I have this exercise
Let $U$ a subset from a metric space $X$, the following two statements are equivalent :
1) $U$ is an open set,
2) For all $A\subset X,$ $\overline{A\cap U}=\overline{\overline{A}\cap U}$
All what I see is that $\overline{A\cap U}\subset\overline{\overline{A}\cap U}$
Edit1: I proved that 1) implies 2) , now i don't know how to prove that 2) implies 1)
Thank you
1 to 2:
Always $A \subset \overline{A}$, so monotonicity of closure gives $\overline{A \cap U} \subset \overline{\overline{A} \cap U}$, without any assumptions. So assume $x \in \overline{\overline{A} \cap U}$. We want to show that $x \in \overline{A \cap U}$. So let $O$ be an open neighbourhood of $x$. Then $O$ intersects $\overline{A} \cap U$. So for any $y$ in that intersection $O \cap \overline{A} \cap U$ we know that $O \cap U$ is a neighbourhood of $y$ (here we use $U$ is open), and so $y \in \overline{A}$ implies that $A \cap (O \cap U) \neq \emptyset$. So $O \cap (U \cap A) \neq \emptyset$, and as $O$ was an arbitrary neighbourhood of $x$, $x \in \overline{A \cap U}$. So we have the reverse inclusion as well.

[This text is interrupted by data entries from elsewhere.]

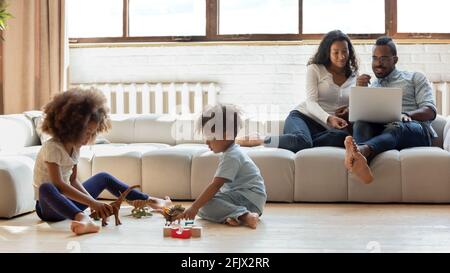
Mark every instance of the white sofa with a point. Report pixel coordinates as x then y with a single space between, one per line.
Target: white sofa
165 156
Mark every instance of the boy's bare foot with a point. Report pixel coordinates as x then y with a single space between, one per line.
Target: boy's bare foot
355 162
232 222
159 203
83 225
250 219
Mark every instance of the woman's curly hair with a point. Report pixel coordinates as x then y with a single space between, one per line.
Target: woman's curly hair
322 56
69 113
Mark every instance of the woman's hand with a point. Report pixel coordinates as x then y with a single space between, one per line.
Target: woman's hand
342 112
337 122
363 80
103 210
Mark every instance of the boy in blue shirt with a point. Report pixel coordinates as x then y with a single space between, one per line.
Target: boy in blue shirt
236 195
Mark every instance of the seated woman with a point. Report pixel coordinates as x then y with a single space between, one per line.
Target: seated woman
320 119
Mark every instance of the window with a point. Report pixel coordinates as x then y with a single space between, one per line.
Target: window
167 18
350 16
91 21
416 16
258 17
95 18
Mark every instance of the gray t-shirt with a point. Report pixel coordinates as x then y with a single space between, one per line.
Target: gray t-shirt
242 175
417 92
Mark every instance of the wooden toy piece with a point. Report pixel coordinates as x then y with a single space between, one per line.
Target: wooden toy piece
167 231
196 231
176 231
181 233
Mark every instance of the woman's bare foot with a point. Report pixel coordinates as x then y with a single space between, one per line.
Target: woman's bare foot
349 149
250 141
82 224
158 203
250 219
355 162
232 222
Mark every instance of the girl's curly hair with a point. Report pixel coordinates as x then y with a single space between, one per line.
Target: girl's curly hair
69 113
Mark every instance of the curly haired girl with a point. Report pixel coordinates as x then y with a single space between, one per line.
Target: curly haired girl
73 119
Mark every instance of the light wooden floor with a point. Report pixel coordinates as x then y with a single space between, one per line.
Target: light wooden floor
283 228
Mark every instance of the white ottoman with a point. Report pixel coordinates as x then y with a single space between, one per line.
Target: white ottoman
16 184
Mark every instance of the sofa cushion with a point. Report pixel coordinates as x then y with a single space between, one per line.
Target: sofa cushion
386 186
168 171
277 169
276 166
121 161
425 175
17 132
154 128
16 184
320 175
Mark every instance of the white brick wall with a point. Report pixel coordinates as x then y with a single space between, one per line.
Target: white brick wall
248 75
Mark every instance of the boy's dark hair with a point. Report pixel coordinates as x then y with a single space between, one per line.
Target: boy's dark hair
386 40
68 114
221 121
322 55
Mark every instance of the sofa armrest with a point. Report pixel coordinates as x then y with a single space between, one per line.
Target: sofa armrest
446 135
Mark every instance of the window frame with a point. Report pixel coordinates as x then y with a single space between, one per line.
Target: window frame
212 30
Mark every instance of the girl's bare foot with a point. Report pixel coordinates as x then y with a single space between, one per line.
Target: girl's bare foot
232 222
82 224
158 203
355 162
250 219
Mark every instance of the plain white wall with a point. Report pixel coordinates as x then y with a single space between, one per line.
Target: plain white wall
249 75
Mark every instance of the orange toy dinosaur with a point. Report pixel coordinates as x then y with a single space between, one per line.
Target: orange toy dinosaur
116 207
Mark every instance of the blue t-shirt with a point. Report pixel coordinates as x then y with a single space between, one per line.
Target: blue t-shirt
242 175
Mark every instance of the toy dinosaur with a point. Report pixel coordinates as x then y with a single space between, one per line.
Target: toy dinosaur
116 207
141 207
170 214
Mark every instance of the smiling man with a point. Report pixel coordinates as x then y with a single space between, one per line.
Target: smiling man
418 111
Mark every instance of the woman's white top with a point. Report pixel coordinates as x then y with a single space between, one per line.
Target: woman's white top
53 151
323 96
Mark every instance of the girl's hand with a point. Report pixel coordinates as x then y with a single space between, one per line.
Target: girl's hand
103 210
337 122
189 213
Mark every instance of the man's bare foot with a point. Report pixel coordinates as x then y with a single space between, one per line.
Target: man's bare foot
82 224
158 203
355 162
232 222
250 219
349 150
250 141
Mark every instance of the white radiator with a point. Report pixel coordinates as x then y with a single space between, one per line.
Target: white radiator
441 93
159 98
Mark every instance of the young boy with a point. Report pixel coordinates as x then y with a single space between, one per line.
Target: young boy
236 195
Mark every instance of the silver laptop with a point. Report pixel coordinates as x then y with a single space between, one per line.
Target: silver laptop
374 104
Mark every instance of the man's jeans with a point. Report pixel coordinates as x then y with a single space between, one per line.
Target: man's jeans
391 136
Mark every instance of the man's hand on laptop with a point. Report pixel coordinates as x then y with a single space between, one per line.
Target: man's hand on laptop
406 118
342 112
363 80
336 122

2 to 1: suppose the equality holds for all $A$. We need to see that $U$ is open. Idea: choose $A =X \setminus U$. Then the left hand side becomes $\overline{\emptyset} = \emptyset$, while the right hand side becomes $\overline{\overline{X \setminus U} \cap U}$. But this implies that no point can be in $\overline{X\setminus U} \cap U$. Or $\overline{X \setminus U} \subset X\setminus U$, which makes $X\setminus{U}$ closed and thus $U$ open.